A lesson in giving lessons

"Alright, guys," my co-leader yelled. "You all are now on the animal tour!" Cheers erupted from the group of 14 preteens standing before us. The girls towered over the guys, the guys acted nonchalant when the girls brushed by with feathers in their hair and smirks on their young faces. We tramped over dirt and straw and circled up between the duck and chicken shade-cloth covered pens. "So, these are the chickens," I said, " and these are the ducks."
"Um, is that one dead?"
I turned to look into the end of the structure. A mass of gray downy feathers and two web footed legs lay still in the grass. Wings flopped open, beaked head turned towards the side it was pretty clear that the duck wasn't snoozing in the late morning sun. Dammit. On the first day? I looked at my colleague and motioned that I would go get the farm manager. "He knows," she mouthed back. Um, alright. What now?
There was no section on "death of an animal on fieldtrip day" in the leader's manual. How many of these kids have seen a dead animal before? How many can link that with a family member? Is it now my place to explain death to these 11 year olds? I mean, I think I have a fairly healthy relationship with the subject but I'm not sure if telling them we're all going to die one day, yes even your parents and your brothers and sisters and even that girl you like standing next to you. I'm just not sure if that would go over well with the teachers and parents.

"Yes, he's dead." I finally replied as the kids pressed against the shadecloth, pressed towards the tabooed subject inside.

"That's part of the farm, isn't it?" I say in my best teacherly voice. "We take care of the animals as best we can but some die and sometimes we don't know why." I don't tell them (in my best teacherly voice) about the duckling I found squashed under a plywood board that fell over during the night or about the chicks that didn't make it or about the rooster that disappeared from a hoophouse through a feather strewn hole in the shade cloth just that morning (fox?). I don't ask them why this seems sadder than a Turducken meal at Thanksgiving. I do ask them to step away from the shadecloth so we can go look at the Jungle fowl.

"I just saw him breathing!" one of the boys yelled.
A girl whipped her blond ponytail as she spun around and looked up at me. "You're not even going to try to save him?" She furrowed her brow and gave me the stinkeye.

I looked into the pen, breathed in deep when no other breathing was noticeable, and said, "No, it's too late for that.
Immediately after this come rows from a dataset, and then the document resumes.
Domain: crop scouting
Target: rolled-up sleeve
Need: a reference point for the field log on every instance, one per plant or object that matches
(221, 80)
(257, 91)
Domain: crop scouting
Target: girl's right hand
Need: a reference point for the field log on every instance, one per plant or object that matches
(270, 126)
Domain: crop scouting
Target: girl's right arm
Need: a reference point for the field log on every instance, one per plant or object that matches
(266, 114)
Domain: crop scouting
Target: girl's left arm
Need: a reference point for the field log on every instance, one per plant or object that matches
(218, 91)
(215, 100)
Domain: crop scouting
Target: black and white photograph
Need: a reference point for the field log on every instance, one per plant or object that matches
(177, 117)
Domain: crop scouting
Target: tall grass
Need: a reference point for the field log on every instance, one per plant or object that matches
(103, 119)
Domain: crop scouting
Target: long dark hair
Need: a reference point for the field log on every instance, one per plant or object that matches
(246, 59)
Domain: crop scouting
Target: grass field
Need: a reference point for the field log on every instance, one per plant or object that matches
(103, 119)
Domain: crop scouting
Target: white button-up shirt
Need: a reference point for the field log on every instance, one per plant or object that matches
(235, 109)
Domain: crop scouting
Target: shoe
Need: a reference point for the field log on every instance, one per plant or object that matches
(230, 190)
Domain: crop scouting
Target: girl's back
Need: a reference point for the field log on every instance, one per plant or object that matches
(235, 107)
If he's not dead quite yet he's in the process of dying. Sometimes we can't save the animals. Sometimes they're sick or old and we can just make sure they die comfortably. It's all part of the natural progression, the circle of life, right?"
A boy with big brown eyes turns and looks up at me. "Like the Lion King?" he says seriously.
"Exactly. Like the Lion King."
I don't tell them that that should go for humans too: that people shouldn't waste away on cases of medicines and the pumping of ventilators. I don't tell them how people survive for years without brain function because families can't let go of the idea of what once resided in a now withered body or grasp the notion that everything must die.
I do tell them that we are moving on to the goats. The very alive, happy, alfalfa munching goats.

Two steps away and a switch is flipped. They are all talking with outside voices and pushing each other and picking up straw before tossing it on their neighbors. The dead duck seems to be forgotten as they pet Kaia the goat and Boots the chicken. We talk about poop and fertilizing the fields with the stuff. We talk about waddling tails and chicken tractors and Silkie babies.

They don't mention the death again but back between the duck and chicken pens on our way to the hand washing area they stare at the silenced duck and I know that that image will probably stay with them on the bus ride home. Maybe the week. Maybe longer.

Not that I wish for a dead duck on every field trip, not at all, but I actually feel pretty lucky to have been able to explain a little more than corn and beans and chickens to a mass of kids just starting to understand living.

It's all about receiving and giving lessons.

It's all about tramping through the straw while you can.